Your body begins to lose collagen when you turn 30. The effects become noticeable after several years. Even though this is a natural process, it’s possible to speed it up with UV exposure, pollution, bad habits, and poor diet choices.
As the amount of collagen decreases, other parts of your body suffer as well:
- Bones –become weaker and more fragile
- Joints –cartilage wears out, making it tough to stay active
- Muscles –function decreases affecting mobility and balance
While it’s possible to accelerate collagen loss, it’s also possible to slow it down. We’ll talk about this a little later.
Signs You Are Losing Collagen
The loss of collagen affects the way you look and feel. The first signs may be subtle. However, the earlier you start, the more you can do to replenish the collagen in your body to see positive results.
- Loss of Natural Fullness
Cheeks become flatter while the under-eye area develops hollows. Unless you’ve lost a lot of weight recently, these are probably signs of collagen loss.
- Joint Pain
As you start losing collagen, joints begin taking more wear and tear. Eventually, they may start hurting during everyday activities.
- Sagging Skin
Since collagen powers skin elasticity, as it starts decreasing so does the firmness of your skin. You may notice the sagging effect on your jawline, cheeks, buttocks, and stomach.
- Wrinkles and Fine Lines
Since the loss of collagen leads to the dehydration and thinning of the skin, wrinkles and fine lines begin to appear.
- Lifeless Hair
Hair begins to thin and stops looking as healthy as it did before. You may also notice hair loss. As the amount of collagen starts decreasing, hair could begin to split and break.
- Weight Gain
The decrease in collagen could slow your metabolism. As a result, you may start gaining weight even if you don’t change your eating habits.
- Teeth Problems
Collagen plays a vital role in anchoring your teeth to gums. You may start having problems with your teeth, such as pain, sensitivity, and premature decay.
- Weak Blood Vessel Walls
As the collagen levels decrease, so does the strength of the blood vessels walls. You may experience, dry eyes, headaches, breathing problems, skin rashes and more.
It’s worth noting that all the above symptoms may also signal other health conditions. That’s why it’s important to consult with your doctor, avoid self-diagnosis, and be careful about self-prescribing any supplements or medication.
Replenishing Collagen in Your Body
As the body starts losing collagen, and adverse effects begin to become bothersome, people look for ways to replenish this highly important protein. Several methods exist today.
- Taking Supplements
Supplements are one of the most popular ways to increase collagen levels. Some studies show that they may improve the elasticity and appearance of your skin.
While numerous studies have been done to back the efficiency of collagen supplements, this method isn’t approved by the FDA.
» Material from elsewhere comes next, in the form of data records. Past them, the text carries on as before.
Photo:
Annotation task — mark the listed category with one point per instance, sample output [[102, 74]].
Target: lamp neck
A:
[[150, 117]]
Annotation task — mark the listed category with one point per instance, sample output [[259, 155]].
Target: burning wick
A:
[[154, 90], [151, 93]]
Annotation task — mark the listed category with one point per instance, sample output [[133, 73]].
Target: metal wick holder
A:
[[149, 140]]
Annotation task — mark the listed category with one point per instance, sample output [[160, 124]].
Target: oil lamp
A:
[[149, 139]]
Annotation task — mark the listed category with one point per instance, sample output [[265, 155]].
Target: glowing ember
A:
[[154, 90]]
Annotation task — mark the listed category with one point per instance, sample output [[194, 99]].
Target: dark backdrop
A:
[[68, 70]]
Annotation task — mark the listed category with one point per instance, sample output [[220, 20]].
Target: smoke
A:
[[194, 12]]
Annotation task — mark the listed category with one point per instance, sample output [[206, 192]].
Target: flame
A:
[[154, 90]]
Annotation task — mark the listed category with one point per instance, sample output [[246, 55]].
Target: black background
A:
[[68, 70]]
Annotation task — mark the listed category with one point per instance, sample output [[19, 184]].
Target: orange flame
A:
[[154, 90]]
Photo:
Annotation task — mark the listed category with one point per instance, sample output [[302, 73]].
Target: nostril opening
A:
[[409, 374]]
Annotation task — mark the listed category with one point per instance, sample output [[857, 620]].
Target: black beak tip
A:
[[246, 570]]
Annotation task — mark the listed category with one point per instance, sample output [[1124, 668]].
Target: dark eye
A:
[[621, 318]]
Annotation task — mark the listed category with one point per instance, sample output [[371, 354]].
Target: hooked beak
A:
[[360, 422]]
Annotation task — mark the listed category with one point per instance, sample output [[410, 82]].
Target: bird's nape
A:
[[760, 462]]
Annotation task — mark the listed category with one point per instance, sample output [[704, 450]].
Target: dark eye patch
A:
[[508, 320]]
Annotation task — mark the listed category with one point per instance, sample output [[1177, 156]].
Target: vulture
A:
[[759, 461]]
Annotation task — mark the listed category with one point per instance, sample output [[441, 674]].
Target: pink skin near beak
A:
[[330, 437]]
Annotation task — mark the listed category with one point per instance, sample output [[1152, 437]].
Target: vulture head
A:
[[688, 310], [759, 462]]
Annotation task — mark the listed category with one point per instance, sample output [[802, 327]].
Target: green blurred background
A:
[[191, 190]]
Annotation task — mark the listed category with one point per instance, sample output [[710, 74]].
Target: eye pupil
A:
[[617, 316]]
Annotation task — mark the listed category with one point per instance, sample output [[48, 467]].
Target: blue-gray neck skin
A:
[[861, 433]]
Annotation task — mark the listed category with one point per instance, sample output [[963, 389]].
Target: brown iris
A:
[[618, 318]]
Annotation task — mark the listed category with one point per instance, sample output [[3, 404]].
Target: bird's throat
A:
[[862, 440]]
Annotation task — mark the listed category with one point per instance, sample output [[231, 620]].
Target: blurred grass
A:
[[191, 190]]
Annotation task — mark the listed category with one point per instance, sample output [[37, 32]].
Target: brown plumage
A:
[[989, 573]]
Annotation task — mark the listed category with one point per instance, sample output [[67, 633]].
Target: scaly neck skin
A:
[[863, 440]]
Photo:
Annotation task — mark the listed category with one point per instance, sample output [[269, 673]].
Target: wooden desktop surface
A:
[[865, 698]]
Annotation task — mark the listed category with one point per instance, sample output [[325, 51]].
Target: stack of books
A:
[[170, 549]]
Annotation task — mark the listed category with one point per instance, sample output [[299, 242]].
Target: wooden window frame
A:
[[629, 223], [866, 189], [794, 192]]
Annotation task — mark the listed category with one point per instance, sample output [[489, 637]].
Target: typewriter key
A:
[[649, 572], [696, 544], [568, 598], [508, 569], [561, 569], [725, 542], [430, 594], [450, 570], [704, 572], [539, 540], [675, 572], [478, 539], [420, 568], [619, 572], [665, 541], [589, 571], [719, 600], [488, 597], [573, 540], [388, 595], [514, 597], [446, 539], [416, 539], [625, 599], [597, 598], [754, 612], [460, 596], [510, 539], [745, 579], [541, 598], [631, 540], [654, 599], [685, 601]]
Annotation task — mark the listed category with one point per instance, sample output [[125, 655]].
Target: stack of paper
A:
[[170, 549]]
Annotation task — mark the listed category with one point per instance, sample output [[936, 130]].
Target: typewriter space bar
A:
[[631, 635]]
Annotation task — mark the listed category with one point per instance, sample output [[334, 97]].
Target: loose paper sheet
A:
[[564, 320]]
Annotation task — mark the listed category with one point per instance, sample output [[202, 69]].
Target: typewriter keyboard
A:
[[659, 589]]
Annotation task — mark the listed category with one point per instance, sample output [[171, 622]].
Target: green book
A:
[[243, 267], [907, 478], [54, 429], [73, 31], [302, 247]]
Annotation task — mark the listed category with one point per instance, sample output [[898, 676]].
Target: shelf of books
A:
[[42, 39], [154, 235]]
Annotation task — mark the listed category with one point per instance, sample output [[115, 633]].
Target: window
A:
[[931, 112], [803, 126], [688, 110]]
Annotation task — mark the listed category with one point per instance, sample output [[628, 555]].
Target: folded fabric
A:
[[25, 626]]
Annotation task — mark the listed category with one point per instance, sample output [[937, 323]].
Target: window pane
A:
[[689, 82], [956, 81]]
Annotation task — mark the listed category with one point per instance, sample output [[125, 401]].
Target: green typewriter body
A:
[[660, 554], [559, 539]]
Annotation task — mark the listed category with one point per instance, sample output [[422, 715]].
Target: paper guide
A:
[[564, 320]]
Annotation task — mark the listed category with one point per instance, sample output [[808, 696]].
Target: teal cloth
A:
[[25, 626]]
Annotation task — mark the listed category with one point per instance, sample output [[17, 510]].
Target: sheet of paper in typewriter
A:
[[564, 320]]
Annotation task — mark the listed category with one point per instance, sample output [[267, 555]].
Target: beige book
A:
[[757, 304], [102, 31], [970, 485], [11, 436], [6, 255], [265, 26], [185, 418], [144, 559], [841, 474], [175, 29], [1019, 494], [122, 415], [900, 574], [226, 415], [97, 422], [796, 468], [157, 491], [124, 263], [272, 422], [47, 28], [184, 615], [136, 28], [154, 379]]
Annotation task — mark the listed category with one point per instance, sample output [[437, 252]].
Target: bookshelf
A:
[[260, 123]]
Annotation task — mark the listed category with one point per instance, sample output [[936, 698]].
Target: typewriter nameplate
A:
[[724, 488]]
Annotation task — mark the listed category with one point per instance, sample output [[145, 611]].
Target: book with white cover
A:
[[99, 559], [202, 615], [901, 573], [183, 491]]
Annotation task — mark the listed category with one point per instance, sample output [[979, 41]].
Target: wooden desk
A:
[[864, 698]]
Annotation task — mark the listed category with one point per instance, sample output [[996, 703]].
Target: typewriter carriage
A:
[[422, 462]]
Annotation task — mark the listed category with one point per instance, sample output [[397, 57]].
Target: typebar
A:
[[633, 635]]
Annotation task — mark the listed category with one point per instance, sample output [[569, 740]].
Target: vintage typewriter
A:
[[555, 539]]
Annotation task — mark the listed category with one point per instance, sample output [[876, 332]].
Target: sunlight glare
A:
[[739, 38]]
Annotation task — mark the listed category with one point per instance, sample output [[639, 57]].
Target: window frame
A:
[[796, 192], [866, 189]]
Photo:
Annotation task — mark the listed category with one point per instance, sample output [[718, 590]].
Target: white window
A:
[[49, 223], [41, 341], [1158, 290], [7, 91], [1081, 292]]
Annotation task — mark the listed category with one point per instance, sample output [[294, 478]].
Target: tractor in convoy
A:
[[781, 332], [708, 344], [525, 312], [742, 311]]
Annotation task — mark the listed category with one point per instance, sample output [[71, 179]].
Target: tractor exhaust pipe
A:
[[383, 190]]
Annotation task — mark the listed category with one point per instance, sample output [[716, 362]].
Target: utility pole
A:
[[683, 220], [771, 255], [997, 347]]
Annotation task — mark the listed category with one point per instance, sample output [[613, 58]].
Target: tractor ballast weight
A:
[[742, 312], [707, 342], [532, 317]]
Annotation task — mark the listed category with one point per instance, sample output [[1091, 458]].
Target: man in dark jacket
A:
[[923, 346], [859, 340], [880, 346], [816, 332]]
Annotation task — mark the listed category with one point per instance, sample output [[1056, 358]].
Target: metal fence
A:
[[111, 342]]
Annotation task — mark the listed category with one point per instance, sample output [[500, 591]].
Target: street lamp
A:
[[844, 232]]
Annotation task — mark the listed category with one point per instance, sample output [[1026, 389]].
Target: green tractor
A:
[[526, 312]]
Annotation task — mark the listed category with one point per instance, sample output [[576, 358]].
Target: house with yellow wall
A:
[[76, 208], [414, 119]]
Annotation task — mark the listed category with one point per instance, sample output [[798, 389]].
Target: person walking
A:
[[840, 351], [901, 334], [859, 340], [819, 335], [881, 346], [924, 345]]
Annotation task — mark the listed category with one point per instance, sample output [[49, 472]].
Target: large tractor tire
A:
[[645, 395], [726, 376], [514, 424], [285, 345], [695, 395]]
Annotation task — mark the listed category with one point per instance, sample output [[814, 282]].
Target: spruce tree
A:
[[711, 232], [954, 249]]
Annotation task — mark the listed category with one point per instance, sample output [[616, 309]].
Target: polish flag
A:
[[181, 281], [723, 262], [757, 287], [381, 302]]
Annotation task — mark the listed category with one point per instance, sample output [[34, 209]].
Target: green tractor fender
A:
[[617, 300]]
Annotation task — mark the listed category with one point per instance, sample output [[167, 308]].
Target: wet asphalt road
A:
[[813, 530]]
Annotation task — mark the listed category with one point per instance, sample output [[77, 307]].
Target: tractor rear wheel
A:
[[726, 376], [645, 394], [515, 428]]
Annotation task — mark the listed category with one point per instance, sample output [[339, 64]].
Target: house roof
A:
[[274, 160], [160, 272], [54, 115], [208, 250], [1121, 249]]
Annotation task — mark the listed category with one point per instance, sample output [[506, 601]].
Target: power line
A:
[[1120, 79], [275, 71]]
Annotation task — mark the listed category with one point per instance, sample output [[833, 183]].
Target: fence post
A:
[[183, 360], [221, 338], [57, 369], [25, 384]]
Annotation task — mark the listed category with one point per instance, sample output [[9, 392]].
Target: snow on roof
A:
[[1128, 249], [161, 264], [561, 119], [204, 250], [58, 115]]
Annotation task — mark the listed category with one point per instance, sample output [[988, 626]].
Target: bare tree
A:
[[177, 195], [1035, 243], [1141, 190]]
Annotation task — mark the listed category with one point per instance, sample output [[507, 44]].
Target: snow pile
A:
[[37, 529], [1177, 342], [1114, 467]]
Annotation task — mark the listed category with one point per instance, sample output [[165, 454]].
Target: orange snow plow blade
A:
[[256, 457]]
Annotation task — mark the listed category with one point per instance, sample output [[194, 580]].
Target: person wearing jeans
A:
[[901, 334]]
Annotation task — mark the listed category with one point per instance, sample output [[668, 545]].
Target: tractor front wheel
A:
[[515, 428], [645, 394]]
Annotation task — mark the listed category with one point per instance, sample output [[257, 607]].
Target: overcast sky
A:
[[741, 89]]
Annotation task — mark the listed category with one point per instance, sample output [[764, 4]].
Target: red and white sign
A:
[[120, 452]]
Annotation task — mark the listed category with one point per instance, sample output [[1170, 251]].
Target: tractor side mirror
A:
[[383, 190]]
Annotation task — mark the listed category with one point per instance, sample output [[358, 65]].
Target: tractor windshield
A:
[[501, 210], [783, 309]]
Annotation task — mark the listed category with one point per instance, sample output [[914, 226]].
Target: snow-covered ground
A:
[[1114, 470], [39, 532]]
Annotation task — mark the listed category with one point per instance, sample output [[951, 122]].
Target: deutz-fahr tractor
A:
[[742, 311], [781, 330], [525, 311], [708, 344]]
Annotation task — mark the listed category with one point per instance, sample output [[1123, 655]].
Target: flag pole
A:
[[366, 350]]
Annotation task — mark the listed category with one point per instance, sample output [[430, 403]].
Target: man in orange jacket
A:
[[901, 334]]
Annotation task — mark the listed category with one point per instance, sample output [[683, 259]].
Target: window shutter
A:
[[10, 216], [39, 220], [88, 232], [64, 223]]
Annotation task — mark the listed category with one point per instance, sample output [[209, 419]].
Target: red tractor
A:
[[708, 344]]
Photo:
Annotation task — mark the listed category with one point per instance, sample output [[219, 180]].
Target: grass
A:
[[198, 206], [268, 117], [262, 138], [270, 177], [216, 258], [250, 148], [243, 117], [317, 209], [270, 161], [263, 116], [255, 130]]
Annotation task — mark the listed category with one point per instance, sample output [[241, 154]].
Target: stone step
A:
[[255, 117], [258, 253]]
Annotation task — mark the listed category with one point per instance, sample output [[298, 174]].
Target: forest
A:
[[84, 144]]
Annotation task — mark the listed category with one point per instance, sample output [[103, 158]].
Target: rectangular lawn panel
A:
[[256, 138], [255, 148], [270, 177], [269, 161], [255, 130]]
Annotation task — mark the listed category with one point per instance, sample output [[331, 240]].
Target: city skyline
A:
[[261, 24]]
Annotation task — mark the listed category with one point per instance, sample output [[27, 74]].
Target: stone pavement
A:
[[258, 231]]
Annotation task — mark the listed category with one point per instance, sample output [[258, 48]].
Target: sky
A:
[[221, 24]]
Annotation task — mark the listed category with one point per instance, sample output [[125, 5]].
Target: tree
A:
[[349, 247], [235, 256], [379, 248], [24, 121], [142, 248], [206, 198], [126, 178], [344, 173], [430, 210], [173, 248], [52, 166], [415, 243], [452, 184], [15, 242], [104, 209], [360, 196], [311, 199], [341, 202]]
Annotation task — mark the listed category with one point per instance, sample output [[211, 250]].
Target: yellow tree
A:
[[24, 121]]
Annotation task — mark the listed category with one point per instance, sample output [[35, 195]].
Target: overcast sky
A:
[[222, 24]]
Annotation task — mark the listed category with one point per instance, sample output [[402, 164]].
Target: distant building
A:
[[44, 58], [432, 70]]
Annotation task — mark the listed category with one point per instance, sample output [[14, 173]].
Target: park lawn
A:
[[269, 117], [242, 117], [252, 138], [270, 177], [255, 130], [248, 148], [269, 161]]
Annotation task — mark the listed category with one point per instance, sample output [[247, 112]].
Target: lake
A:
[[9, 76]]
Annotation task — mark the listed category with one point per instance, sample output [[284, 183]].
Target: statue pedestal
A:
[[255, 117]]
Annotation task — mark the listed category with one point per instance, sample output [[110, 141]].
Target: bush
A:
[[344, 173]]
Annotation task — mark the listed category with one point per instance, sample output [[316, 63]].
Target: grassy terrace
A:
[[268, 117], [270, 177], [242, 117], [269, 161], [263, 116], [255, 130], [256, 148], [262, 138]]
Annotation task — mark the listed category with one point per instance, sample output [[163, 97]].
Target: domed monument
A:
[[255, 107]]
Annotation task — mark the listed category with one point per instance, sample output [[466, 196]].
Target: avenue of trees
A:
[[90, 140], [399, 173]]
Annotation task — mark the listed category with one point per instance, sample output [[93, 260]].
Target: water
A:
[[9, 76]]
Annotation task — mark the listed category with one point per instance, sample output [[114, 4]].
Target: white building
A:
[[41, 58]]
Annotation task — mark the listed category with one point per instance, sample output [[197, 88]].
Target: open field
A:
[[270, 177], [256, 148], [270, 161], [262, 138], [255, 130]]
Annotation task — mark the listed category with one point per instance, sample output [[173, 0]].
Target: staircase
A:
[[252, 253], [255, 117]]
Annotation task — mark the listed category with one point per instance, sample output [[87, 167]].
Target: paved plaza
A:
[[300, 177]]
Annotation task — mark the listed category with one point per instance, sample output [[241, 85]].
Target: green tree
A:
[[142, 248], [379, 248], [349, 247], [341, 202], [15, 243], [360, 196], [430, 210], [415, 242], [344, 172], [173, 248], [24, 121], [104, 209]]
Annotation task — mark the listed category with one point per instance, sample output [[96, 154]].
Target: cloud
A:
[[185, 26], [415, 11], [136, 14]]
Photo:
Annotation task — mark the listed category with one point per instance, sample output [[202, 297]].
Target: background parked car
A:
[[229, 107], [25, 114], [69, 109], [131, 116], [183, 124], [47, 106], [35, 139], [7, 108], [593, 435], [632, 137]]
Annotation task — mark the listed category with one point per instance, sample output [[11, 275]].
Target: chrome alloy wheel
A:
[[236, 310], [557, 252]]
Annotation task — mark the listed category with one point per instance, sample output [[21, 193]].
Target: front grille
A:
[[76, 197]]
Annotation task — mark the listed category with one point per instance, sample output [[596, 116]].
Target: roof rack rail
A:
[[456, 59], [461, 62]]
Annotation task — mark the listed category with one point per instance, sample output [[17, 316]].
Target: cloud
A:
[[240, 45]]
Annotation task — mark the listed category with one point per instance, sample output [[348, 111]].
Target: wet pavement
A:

It’s also worth noting that you can only enjoy the benefits while you are taking supplements. As soon as you stop supplying your body with collagen, effects may disappear.
- Adjusting Your Diet
To produce collagen, your body needs nutrients from protein-rich food as well as vitamin C, zinc, and copper. You can help your body by adjusting your diet to provide it the necessary building blocks.
Beef, chicken, fish, eggs, dairy products, and beans are all rich in protein. One of the most helpful products is bone broth.
However, eating it regularly may not agree well with your stomach. That’s why it’s important to consult a professional about any serious diet changes.
- Battling Bad Habits
According to a study published in the British Journal of Dermatology, smoking affects your body’s natural collagen production, thus leading to early skin wrinkling and sagging.
By quitting smoking, you are giving your body a chance to restore its collagen production abilities.
Collagen is one of the most important proteins in your body. Maintaining sufficient collagen levels sufficient is vital for your health and appearance.
It’s easier to prevent the loss of this important protein by adjusting your diet and quitting smoking than to replenish it down the road.